[VIFF 2019] REVIEW: 'The Physics of Sorrow': A metaphysical and metaphorical journey
Adapted from Bulgarian Georgi Gospodinov's novel, The Physics of Sorrow is an animated short depicting the behaviour of the body and mind of Eastern Europeans throughout various points in history. Though the protagonist of Gospodinov's novel has no name, for director Theodore Ushev, a fellow Bulgarian and immigrant, you can feel this is personal.
Ushev takes his viewers full circle, from its factual beginning (“I was born in early January as a human being of the male sex…”) to a far more complex metaphorical ending (“I remember dying…”) as various other beings, including a human, a fruit fly and a late cherry blossom. It’s through this lens that Ushev, with the help of Canadian narrator Rossif Sutherland, travels from his birth in the ‘60s to his new surroundings in Montreal and ultimately his future death. It is a long journey with twists and turns and all about forging an identity. The Minotaur is used as a metaphor, the Greek mythical beast who lived in the Labyrinth.
It is an absolute visual treat with its encaustic paintings, a centuries-old method that Ushev had learned from his grandfather, using heated beeswax to create a kind of thick liquid that offers a layered effect with depth and shadow. Using shades of dark oranges, blues, browns and dark blacks, and with some sepia-toned archival footage weaved in, Ushev is able to take his viewers on an abstract journey that sprawls in all sorts of directions. The beauty of animation is that it can mesh together ideas and thoughts that seem to have little do with each other yet still serve as a logical transition. Gospodinov's novel was believed to be difficult to adapt due to its meandering threads and lack of traditional story structure.
But this is also where The Physics of Sorrow falls a little flat; there are sad, romantic and happy moments, but many are too fleeting to really nail down a specific thought or idea. We live through decades of emotions and memories in a relatively short amount of time, and its use of modern music with “The Safety Dance” felt like an odd choice for such a weary story.
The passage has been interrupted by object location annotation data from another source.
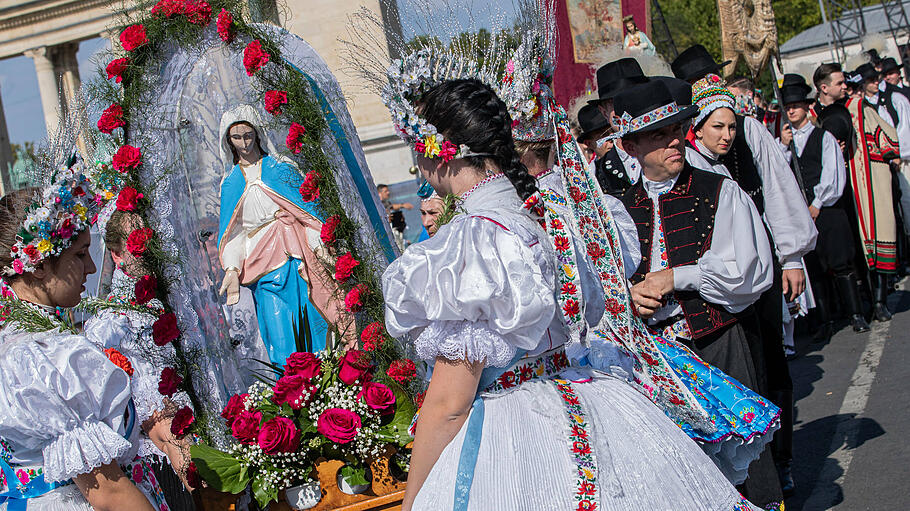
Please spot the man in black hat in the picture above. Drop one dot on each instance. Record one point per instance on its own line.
(894, 108)
(821, 163)
(700, 271)
(615, 170)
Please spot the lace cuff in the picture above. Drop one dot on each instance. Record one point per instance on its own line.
(464, 340)
(81, 450)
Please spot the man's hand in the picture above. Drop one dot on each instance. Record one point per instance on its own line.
(794, 281)
(230, 286)
(813, 211)
(786, 135)
(648, 295)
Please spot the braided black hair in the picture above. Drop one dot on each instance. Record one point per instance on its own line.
(469, 112)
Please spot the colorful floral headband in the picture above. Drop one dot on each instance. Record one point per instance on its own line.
(59, 214)
(408, 79)
(710, 93)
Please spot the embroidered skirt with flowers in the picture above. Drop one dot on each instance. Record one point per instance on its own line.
(557, 438)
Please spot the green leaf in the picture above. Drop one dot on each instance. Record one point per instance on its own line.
(396, 431)
(263, 496)
(222, 471)
(354, 476)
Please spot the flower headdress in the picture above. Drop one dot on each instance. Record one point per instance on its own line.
(59, 212)
(447, 50)
(710, 93)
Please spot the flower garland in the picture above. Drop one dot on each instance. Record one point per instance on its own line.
(287, 95)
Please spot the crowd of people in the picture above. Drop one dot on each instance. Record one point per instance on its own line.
(604, 304)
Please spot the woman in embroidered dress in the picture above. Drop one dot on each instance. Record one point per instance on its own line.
(129, 331)
(67, 420)
(507, 423)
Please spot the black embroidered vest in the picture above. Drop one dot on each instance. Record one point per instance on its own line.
(810, 163)
(741, 164)
(687, 216)
(611, 174)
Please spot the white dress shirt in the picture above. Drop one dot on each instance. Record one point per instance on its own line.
(736, 269)
(831, 184)
(785, 207)
(902, 123)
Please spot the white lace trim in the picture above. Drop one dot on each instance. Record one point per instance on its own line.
(82, 449)
(464, 340)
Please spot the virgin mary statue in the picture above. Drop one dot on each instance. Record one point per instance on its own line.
(269, 240)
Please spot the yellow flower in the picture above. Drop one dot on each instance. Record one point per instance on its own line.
(432, 146)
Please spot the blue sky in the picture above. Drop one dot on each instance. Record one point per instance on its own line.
(19, 89)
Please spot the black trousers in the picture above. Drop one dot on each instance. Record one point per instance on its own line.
(729, 350)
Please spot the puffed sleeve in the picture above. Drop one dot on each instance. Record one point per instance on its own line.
(476, 291)
(736, 269)
(63, 397)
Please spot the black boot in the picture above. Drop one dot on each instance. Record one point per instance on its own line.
(880, 297)
(846, 286)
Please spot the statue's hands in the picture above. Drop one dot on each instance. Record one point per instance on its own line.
(230, 286)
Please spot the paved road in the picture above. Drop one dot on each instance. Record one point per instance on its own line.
(852, 426)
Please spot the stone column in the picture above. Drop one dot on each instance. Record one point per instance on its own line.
(67, 70)
(6, 154)
(47, 86)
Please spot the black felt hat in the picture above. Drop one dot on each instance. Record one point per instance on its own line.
(695, 63)
(867, 72)
(888, 65)
(835, 118)
(616, 76)
(590, 120)
(795, 89)
(649, 106)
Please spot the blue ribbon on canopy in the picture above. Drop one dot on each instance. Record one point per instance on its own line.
(363, 188)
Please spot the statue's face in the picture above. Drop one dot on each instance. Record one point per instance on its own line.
(243, 138)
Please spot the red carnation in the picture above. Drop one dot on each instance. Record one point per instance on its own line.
(167, 385)
(273, 101)
(116, 68)
(111, 119)
(294, 139)
(137, 241)
(145, 289)
(224, 22)
(327, 233)
(309, 190)
(127, 158)
(164, 329)
(168, 8)
(344, 267)
(402, 370)
(183, 419)
(198, 12)
(353, 301)
(128, 199)
(119, 360)
(233, 408)
(254, 57)
(372, 336)
(133, 37)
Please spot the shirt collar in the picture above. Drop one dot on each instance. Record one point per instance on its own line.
(655, 188)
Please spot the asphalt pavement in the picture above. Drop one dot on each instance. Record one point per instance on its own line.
(852, 419)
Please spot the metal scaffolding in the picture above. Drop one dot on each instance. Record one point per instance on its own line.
(661, 32)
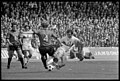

It had a prominent “role” in the film, even though it was played within the context of meeting a girl he had yearned for at a disco but never become close with, before quickly moving on to the next step of his life.
The Physics of Sorrow is one of the National Film Board of Canada’s internal candidates for Best Animated Short Film at the Academy Awards, a category in which they’ve previously garnered six wins and 36 nominations, including Ushev’s Blind Vaysha in 2016.
The Physics of Sorrow gets three stars out of four.